Foto 1- 12 de mayo de 2014.
Llevaba tres meses contados con la réflex, empezaba a cogerle el “tranquillo” a la máquina. Aquí retratando un atardecer algo lineado



Foto 2- 31 de mayo de 2014.
Situación típica de DANA con el verano a la vuelta de la esquina. Aquí vemos un Cumulonimbus Arcus acercándose rápidamente hacia mi posición desde el N-NE.



Foto 3- 31 de mayo de 2014.
Mismo día, misma situación. El embolsamiento de aire frío seguía formando tormentas hasta por la noche.
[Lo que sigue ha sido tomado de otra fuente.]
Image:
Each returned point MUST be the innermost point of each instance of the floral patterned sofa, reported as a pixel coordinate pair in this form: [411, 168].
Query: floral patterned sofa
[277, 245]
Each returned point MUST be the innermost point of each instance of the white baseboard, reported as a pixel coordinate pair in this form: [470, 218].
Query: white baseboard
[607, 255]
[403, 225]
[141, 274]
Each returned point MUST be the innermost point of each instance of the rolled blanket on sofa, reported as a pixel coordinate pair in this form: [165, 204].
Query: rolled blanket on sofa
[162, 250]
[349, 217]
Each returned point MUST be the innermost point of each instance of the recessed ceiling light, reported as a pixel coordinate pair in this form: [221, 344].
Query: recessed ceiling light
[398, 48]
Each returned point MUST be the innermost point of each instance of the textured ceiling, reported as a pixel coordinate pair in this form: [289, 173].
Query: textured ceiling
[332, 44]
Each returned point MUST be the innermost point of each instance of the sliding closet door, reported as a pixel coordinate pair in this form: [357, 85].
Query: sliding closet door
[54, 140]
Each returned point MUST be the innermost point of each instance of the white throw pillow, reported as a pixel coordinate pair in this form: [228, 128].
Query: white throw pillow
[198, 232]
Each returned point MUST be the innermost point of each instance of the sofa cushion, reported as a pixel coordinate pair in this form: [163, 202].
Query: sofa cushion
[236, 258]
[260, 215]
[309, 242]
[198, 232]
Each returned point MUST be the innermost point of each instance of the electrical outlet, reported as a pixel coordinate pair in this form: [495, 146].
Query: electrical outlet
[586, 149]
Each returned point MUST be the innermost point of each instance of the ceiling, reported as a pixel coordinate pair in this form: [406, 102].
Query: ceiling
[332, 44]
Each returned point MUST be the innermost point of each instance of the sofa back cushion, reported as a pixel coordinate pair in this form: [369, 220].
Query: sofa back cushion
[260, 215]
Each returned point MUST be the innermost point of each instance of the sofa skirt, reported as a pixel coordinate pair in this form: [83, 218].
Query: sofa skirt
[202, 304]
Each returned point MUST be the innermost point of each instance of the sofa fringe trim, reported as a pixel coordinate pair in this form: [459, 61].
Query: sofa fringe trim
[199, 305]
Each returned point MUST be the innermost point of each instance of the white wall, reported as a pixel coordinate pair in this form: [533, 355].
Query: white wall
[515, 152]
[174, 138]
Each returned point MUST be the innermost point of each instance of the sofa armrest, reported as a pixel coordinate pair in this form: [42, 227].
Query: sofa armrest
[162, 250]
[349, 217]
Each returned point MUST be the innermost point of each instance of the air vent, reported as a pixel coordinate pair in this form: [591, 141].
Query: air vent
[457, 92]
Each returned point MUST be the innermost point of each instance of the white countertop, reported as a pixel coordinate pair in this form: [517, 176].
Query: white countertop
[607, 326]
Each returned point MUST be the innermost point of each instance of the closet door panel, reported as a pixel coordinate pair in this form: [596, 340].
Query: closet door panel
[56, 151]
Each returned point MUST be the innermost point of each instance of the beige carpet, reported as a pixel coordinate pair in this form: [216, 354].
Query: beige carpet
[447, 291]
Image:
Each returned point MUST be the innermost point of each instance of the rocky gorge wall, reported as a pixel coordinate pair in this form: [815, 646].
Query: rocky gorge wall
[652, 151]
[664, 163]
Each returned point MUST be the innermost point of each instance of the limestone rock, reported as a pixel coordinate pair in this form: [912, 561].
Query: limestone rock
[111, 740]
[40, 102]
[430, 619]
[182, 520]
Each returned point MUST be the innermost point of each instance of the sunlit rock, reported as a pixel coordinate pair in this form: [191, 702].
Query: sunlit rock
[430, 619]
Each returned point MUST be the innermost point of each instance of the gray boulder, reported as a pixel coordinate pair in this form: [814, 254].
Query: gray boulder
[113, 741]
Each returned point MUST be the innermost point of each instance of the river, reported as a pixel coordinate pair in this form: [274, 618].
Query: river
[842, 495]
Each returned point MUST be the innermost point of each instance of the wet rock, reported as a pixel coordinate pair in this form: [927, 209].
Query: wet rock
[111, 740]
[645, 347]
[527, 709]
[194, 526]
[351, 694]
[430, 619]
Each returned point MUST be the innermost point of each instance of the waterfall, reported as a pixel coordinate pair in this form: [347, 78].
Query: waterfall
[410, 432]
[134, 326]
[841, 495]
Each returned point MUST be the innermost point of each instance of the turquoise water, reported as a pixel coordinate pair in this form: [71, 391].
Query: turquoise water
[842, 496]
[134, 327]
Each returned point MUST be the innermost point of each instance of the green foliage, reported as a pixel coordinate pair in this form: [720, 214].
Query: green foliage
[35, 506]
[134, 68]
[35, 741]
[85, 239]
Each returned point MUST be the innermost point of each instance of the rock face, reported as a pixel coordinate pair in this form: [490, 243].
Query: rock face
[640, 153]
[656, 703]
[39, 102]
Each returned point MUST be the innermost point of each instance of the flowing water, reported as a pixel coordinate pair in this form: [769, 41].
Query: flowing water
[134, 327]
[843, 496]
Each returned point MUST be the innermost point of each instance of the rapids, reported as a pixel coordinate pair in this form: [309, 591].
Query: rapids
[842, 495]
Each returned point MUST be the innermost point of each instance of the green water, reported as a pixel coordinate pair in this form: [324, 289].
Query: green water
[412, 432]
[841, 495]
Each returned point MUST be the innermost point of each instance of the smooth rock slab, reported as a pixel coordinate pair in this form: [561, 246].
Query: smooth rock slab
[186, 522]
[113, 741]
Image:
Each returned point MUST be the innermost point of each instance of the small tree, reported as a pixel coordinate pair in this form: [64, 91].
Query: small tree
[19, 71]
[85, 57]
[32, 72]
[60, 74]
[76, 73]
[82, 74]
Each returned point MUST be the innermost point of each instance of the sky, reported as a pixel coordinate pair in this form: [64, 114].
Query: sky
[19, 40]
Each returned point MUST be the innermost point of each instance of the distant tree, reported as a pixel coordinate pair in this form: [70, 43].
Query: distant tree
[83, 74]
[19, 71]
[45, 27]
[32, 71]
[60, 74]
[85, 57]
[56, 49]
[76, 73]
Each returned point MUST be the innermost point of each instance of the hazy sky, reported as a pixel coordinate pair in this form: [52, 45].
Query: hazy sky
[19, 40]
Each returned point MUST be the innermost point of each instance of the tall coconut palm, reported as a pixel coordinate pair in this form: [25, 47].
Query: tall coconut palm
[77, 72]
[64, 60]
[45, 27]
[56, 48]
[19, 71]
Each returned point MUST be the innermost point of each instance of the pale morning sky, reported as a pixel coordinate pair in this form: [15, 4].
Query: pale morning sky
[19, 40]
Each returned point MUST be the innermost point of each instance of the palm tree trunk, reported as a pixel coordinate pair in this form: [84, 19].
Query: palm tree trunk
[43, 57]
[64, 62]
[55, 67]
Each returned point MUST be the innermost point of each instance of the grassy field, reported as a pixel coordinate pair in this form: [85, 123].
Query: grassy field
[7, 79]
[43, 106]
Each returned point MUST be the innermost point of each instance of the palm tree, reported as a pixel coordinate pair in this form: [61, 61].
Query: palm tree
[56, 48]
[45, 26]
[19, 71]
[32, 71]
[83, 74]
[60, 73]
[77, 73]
La foto está tomada hacia el W-SW. Las luces del fondo, difuminadas por la lluvia, corresponden a la población de Antequera.



Foto 4- 16 de junio de 2014.
Una tormenta severa sobre la provincia de Córdoba hacía extender su yunque hasta las costas malagueñas. Aquí retratado desde Archidona, con la Peña de los Enamorados debajo.



Foto 5- 18 de septiembre de 2014.
Nos metemos en septiembre, mes de las tormentas por excelencia. Aquí vemos una en su retirada hacia el NE.



Foto 6- 25 de septiembre de 2014.
Un Cumulonimbus Incus se alza al cielo al atardecer hacia el NE. Delante de él, quieren cobrar protagonismo unos Stratus con síntomas de Inestabilidad Kelvin-Helmholtz.



Foto 7- 25 de septiembre de 2014.
En ese mismo día, un Cúmulus Congestus, o en su defecto, un Cumulonimbus Calvus, aparece detrás del monte queriendo ser retratado por su bella convección.



Foto 8- 11 de octubre de 2014.
La situación atmosférica en ese día me pilló totalmente desprevenido, por lo que la sorpresa fue aún mayor cuando me asomé a la terraza y me encontré con una señora Línea de Turbonada gestándose frente a las costas de Cádiz y adentrándose en Sevilla y Córdoba, posteriormente en Málaga, para acabar muriendo a altas horas de la madrugada sobre la provincia granadina.



Fotos 9 y 10- 9 de noviembre de 2014. Este chubasco típicamente invernal nos visitó de forma inesperada. Cuando vienen del N o NW y al atardecer, vemos el colorido elemento óptico, el arcoíris aquí retratado de forma que, gracias al sol y a la lluvia, aparece como si estuviera pintado sobre un lienzo.